As I am furthering my mathematical education I am realizing that removing the context from math is damaging. The idea presented in Gale’s lecture, Poirier’s (2007), and Bear’s (2000) articles about mathematical context is something that I feel should be brought into all classrooms. While speaking to the cultural link that mathematics has Poirier (2007) also speaks to the need for context stating: “different cultures have developed different mathematical tools according to their needs and their environment” (p. 54). If we teach mathematics as a context free abstract thing, then we remove a student’s ability to understand math’s place in our culture and community. Taking that further, if we remove the cultural context that helped to develop the mathematical understandings we are teaching, then we aren’t teaching the whole subject. Given this reasoning it is easy to see that continuing to teach math using Eurocentric methods not only lessens a student’s ability to take in math they are being taught, but also disrupts and directly challenges any cultural understandings of math that they make have brought into the classrooms with them.

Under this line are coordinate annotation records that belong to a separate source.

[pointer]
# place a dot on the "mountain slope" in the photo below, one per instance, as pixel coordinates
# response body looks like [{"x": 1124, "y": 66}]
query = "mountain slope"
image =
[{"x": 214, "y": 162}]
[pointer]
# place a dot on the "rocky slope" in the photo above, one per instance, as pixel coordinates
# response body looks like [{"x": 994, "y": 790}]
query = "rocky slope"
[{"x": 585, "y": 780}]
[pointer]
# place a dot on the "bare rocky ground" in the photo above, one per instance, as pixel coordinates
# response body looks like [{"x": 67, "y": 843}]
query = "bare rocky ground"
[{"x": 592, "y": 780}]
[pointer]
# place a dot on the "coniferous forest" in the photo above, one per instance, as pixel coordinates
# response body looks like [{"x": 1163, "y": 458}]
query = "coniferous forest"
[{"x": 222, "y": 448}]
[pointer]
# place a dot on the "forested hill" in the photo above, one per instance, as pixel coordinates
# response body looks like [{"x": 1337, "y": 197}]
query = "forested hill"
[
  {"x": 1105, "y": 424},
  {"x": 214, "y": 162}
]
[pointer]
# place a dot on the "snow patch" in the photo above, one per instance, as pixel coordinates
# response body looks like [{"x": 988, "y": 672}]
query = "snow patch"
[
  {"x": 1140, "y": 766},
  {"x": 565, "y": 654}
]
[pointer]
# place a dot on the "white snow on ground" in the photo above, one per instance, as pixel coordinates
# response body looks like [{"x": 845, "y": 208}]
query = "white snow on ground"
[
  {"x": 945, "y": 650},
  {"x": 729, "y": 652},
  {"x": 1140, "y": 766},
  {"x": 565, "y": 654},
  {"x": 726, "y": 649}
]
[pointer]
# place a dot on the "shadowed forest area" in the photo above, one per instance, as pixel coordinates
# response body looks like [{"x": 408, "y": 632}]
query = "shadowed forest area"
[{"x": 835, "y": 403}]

Communicating mathematical reasoning is one of the toughest parts of learning math. I have been working as a math and science tutor since starting at the University of Regina in 2018. I couldn’t tell you the amount of times that I have asked a student to explain their reasoning and then have them look back at me with blank stares. What I have noticed is that when you expect students to use ‘math language’ to explain a concept they freeze up. If you ask, are those angles complimentary, supplementary, or corresponding they have no idea. If you instead as students to explain the relationship that angles have, they will eventually fall back on the above definitions without even realizing it. Extending that thought to students of different cultural backgrounds, and taking into consideration the different ways in which those cultures explain numbers, it is easy to see that no one way of explaining a math concept is better than the other. At times, it could even be said that cultures who have greater spatial awareness will excel at math problems other students would have a hard time understanding.